When she had picked off all those little hard leaves, she cracked up the bare, harsh stalks into pieces an inch long, and flung them all, leaves and stalks, into a saucepan of boiling water, which she presently pushed aside to let simmer away gently for ten minutes or so.
Meanwhile she is carefully peeling a hard-boiled egg, taking the shell off in two pieces, and shredding up the white on a little white saucer, never losing a crumb of it even.
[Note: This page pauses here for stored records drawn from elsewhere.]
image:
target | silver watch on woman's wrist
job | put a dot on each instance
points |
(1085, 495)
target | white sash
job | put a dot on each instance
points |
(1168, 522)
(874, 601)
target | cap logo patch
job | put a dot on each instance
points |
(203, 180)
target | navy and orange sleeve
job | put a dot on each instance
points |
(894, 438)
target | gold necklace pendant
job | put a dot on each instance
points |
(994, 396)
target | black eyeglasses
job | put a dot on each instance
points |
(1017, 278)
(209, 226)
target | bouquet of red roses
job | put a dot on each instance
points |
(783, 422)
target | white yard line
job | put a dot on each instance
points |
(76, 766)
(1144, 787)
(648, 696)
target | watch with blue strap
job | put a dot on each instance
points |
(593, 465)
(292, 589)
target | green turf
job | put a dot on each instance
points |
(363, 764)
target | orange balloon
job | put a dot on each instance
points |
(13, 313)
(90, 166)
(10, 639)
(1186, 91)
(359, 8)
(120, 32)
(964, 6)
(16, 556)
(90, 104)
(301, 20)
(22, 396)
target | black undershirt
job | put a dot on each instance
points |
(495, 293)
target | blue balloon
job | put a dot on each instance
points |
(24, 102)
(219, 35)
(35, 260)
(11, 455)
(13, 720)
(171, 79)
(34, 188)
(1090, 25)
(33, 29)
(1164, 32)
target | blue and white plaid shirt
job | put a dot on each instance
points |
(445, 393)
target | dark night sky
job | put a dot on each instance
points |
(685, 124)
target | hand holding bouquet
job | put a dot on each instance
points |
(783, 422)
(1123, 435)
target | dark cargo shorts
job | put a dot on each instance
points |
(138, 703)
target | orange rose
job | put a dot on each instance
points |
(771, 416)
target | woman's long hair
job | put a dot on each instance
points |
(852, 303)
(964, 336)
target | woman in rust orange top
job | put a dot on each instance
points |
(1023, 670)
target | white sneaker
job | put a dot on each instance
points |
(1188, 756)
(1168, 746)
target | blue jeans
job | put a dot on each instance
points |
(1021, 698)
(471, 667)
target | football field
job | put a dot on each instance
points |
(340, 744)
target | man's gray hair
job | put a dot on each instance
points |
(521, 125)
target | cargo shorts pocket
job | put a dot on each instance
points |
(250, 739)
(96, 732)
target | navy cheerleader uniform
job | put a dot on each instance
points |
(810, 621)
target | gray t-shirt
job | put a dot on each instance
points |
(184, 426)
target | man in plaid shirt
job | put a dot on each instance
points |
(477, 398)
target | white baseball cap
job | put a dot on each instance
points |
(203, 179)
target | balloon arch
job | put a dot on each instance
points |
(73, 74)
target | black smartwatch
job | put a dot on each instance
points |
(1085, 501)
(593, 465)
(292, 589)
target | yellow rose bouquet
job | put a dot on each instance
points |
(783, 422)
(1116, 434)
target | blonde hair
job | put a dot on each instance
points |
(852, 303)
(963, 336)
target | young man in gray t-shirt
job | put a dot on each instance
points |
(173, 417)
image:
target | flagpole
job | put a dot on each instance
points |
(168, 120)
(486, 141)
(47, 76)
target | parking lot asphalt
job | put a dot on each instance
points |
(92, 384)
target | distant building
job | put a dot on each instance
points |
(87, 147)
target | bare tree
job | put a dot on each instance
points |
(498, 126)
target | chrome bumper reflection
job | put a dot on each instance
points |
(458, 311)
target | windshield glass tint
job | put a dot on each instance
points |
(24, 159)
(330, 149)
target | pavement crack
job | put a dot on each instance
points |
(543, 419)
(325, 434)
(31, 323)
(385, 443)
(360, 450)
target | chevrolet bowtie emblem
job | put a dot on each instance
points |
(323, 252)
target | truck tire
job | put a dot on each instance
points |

An egg! Why waste an egg like that? But indeed, she is not going to waste it. She is using the yolk to make mayonnaise sauce, and the white is for decoration later on. With all her thrift she must have things pretty. Her cheap dishes must have an air of finish, an artistic touch; and she knows, and acts up to the fact, that the yellow and white egg is not wasted, but returns a hundred per cent., because it is going to make her supper look a hundred times more important than it really is.
Now she takes the greens from the saucepan, drains them, and puts them into a little frying-pan on the big stove; and she peppers and salts them, and turns them about, and leaves them with a little smile.
She always has that little smile for everything, and I think that goes into the flavour somehow!
And now she pours the water the greens were boiled in, into that big soup-pot on the big stove, and gives the soup a friendly stir just to shew that she hasn't forgotten it.
She opens the cupboard, and brings out every little or big bit of bread left over from lunch and breakfast, and she shapes them a little with her sharp old knife, and she hurries them all into the big pot, putting the lid down quickly so that even the steam doesn't get out and get wasted!
Now she takes the greens off the fire, and puts them into a dear little round white china dish, and leaves them to get cold.